San Juan de la Cruz, en Saugerties, era un conglomerado de edificios acastillados color siena y gris en una boscosa área de 135 kilómetros al norte de Nueva York.

Mientras su vehículo traqueteaba por un sendero trillado, el padre Eduardo Rosetti se sintió impresionado; primero ante la belleza natural del paisaje, y después por la quinta secular y los cottages de arenisca en donde se alojaban los trastornados y melancólicos sacerdotes, así como los hermanos laicos de la Archidiócesis neoyorquina. Era en aquel insólito sanatorio donde Rosetti esperaba dar respuesta al interrogante vital sobre su investigación de la virgen.

Ya dentro de aquel hogar casi medieval, un monje de cabeza pelada, el hermano Thomas Brendan, condujo al visitante romano por pasillos cuyas paredes pétreas reproducían ampliamente el eco de sus voces y pisadas como si fueran pistoletazos. A lo largo del camino, el padre Rosetti vio sobre todo sacerdotes ancianos aunque también algunos sorprendentemente jóvenes.

Por último, abrió una puerta de roble oscuro. El padre Rosetti se vio de repente ante monseñor Joseph Stingley -quien fuera proscrito en 1978, aparentemente por sus radiales enseñanzas «a sangre y fuego»-su antiguo mentor y confesor en el Concilio lateranense de Roma: un erudito del Apocalipsis.

Rosetti echó una ojeada al aposento de monseñor en San Juan. Paredes cubiertas de estanterías. Junto al mayor de los dos ventanales, un lecho sin hacer y una enmarañada mesa de trabajo. Por toda la estancia se veía la colección habitual de estatuillas chinas, griegas y del Extremo Oriente.

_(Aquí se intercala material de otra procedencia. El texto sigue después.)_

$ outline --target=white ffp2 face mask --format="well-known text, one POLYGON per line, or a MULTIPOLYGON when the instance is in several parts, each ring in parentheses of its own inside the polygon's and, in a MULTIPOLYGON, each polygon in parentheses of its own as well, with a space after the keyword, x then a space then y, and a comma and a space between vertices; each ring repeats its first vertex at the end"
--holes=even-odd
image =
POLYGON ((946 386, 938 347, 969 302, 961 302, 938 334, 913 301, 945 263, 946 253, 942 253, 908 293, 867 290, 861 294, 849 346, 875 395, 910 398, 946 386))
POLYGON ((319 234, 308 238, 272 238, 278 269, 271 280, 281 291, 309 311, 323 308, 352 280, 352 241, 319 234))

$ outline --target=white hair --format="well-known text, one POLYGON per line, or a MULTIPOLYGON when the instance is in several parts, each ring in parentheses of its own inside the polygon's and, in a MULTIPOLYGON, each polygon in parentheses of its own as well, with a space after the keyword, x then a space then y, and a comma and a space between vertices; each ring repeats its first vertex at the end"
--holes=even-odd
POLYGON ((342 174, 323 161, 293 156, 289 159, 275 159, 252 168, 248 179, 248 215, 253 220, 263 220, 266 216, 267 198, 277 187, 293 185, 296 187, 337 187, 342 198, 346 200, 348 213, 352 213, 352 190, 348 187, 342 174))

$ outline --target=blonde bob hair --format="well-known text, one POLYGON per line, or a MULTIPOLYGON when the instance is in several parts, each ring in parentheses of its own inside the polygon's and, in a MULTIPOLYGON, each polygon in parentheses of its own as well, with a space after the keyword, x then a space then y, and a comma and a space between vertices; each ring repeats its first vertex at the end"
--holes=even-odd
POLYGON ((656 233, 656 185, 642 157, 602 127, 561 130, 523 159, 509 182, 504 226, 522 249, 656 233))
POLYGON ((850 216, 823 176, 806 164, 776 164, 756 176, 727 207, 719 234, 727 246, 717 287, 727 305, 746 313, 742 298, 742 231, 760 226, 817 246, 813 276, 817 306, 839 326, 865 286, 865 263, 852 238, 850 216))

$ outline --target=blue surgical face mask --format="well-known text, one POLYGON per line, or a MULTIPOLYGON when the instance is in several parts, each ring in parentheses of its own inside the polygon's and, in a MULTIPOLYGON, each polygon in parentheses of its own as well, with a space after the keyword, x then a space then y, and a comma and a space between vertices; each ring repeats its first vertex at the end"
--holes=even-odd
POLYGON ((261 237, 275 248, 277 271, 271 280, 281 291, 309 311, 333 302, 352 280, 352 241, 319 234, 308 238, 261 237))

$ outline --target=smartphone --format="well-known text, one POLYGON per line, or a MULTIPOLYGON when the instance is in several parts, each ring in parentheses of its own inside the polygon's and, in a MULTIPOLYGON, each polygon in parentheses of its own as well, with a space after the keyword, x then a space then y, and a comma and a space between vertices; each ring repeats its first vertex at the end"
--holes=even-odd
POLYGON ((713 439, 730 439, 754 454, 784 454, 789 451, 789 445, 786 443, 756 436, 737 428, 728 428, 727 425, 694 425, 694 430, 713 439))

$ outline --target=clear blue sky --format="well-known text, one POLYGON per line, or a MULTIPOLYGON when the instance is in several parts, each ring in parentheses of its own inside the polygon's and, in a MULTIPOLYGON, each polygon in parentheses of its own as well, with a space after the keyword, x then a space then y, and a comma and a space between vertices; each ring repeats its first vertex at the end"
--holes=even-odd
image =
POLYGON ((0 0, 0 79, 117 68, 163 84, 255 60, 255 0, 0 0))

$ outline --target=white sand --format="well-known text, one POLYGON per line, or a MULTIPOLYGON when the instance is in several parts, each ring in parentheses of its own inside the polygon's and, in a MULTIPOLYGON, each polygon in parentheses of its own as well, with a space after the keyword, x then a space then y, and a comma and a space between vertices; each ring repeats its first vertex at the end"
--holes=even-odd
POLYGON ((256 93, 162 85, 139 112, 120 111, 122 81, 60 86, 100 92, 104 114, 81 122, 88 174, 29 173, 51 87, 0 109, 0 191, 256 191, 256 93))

– Edward, ¿cómo estás? -Monseñor Stingley abrazó al padre Rosetti -. El hermano Thomas me anunció tu llegada, pero no pude creerle. Dije al hermano que seguramente se había incorporado a las filas de los «santificados» en San Juan.

– He venido porque creo haber encontrado finalmente la respuesta a su antiguo interrogante acerca de san Anselmo y sus pruebas sobre la existencia de Dios.

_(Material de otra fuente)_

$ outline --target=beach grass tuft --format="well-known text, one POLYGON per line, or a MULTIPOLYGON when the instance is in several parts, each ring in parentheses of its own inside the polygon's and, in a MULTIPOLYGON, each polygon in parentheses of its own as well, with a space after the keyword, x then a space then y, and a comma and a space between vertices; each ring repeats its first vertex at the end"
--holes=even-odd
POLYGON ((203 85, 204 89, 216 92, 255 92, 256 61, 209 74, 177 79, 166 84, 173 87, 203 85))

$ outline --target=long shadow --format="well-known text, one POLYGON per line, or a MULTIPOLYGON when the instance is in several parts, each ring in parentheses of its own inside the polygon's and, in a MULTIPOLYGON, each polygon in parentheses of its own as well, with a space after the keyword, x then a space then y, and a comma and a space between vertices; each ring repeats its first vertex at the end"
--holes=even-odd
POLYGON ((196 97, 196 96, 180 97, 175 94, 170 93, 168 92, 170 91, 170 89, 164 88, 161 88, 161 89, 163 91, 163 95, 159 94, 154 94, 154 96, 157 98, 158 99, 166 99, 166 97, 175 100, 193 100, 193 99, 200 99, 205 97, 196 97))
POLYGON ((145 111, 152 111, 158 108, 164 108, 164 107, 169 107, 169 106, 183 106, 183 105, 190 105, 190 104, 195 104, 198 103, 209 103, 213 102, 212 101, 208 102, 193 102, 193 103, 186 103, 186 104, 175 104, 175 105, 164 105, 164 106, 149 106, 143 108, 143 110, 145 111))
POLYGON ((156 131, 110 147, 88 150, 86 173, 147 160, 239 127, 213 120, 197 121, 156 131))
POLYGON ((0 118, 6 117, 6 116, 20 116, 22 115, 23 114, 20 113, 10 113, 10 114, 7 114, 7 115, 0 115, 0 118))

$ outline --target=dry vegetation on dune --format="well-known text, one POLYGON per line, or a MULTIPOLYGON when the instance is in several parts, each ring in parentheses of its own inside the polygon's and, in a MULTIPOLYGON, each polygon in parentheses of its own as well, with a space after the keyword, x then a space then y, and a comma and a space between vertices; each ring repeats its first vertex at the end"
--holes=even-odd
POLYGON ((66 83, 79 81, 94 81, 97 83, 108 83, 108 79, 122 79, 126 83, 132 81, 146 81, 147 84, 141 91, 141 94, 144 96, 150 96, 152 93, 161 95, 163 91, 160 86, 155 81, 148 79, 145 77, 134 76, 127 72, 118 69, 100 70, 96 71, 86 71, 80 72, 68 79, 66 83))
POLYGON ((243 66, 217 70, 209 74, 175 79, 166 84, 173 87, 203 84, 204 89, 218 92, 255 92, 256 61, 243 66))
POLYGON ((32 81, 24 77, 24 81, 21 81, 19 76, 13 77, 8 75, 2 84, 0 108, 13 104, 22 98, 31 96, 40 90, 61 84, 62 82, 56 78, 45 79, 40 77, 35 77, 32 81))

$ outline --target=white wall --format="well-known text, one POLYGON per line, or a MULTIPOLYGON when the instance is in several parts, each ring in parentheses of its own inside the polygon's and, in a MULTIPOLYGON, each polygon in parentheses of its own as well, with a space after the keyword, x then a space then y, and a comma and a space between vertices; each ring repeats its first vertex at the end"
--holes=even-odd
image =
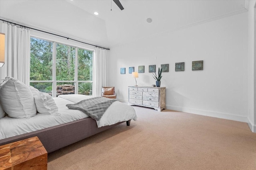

El rostro macilento del canoso monseñor esbozó una sonrisa.

– A fuer de sincero, padre Rosetti, pongo en duda eso. No lo creo.

Ambos tomaron asiento ante la atestada mesa. Por la ventana, el Hudson semejó una tersa autopista grisácea.

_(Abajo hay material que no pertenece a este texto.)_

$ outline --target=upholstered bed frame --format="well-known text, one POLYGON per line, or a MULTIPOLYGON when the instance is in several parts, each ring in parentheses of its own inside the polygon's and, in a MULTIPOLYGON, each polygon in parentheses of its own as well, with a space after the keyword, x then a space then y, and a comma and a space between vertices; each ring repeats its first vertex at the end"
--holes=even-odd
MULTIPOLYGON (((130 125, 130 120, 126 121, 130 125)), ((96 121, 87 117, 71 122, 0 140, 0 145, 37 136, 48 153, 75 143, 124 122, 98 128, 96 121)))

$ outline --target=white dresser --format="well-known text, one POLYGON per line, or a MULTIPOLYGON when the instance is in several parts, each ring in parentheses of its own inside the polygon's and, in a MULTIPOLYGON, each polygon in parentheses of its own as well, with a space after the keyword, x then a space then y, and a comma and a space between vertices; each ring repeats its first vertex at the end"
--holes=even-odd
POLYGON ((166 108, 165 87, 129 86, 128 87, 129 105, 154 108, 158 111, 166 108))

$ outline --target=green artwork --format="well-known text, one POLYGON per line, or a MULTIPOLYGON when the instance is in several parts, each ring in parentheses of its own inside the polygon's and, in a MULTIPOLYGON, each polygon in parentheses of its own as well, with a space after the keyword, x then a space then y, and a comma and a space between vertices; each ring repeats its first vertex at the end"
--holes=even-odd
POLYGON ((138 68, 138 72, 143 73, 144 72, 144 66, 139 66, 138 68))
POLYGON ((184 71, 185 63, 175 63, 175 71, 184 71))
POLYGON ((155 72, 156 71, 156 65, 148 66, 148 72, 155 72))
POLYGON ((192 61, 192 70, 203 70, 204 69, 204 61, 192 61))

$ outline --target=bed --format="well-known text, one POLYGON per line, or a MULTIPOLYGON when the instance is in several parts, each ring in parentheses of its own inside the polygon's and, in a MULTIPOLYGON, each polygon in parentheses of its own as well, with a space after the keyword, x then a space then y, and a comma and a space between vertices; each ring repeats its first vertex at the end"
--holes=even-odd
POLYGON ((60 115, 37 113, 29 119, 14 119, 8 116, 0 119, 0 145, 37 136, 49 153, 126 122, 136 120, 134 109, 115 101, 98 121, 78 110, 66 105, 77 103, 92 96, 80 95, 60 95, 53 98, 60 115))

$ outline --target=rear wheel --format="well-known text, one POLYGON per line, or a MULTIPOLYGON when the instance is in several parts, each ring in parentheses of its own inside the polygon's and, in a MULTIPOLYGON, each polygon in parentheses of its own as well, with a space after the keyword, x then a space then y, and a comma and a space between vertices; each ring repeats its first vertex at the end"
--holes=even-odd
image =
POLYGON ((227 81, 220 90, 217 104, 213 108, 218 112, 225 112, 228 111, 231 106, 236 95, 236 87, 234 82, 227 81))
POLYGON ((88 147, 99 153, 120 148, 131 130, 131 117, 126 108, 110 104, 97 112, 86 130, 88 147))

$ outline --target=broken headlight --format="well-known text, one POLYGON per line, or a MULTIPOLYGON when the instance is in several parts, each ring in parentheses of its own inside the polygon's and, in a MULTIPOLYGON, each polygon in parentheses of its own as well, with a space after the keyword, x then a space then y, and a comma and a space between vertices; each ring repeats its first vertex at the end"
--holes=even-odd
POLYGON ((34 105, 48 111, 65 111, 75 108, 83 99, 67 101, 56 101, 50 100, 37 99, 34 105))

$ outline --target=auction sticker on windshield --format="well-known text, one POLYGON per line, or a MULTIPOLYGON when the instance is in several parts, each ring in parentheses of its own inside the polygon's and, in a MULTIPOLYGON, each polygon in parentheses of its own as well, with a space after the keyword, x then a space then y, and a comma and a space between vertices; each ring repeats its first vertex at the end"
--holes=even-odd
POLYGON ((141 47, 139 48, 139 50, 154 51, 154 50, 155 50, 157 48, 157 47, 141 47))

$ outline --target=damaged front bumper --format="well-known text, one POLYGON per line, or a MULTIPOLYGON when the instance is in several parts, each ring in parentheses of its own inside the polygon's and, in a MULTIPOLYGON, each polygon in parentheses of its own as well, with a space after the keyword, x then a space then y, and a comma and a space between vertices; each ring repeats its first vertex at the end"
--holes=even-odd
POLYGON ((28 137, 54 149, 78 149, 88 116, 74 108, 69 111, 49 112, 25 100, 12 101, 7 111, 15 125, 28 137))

Joseph Stingley habló al fin.

– Basta de dar beligerancia a los circuitos cerrados hospitalarios. Usted es ahora el principal de la Congregación de Ritos, lo comprendo. Esto impresiona mucho a un propagandista veterano del Vaticano como yo. ¿Cómo se le ocurre que yo pueda ayudarle? ¿Cuál es la causa de que el Investigador jefe visite América por vez primera desde que la Madre Seton expusiera sus estimaciones?

El padre Eduardo Rosetti miró de hito en hito los conocidos ojos de un azul acerado.

– Monseñor, yo sé que usted conoce el secreto de Fátima. El mensaje de la Virgen. La promesa… y la advertencia de la Virgen.

Joseph Stingley no respondió. Sus ojos no expresaron nada.

– Usted estuvo con Pablo VI durante la mayor parte de su dolencia. El se refirió a Fátima y usted estuvo presente. Usted lo escuchó todo, monseñor.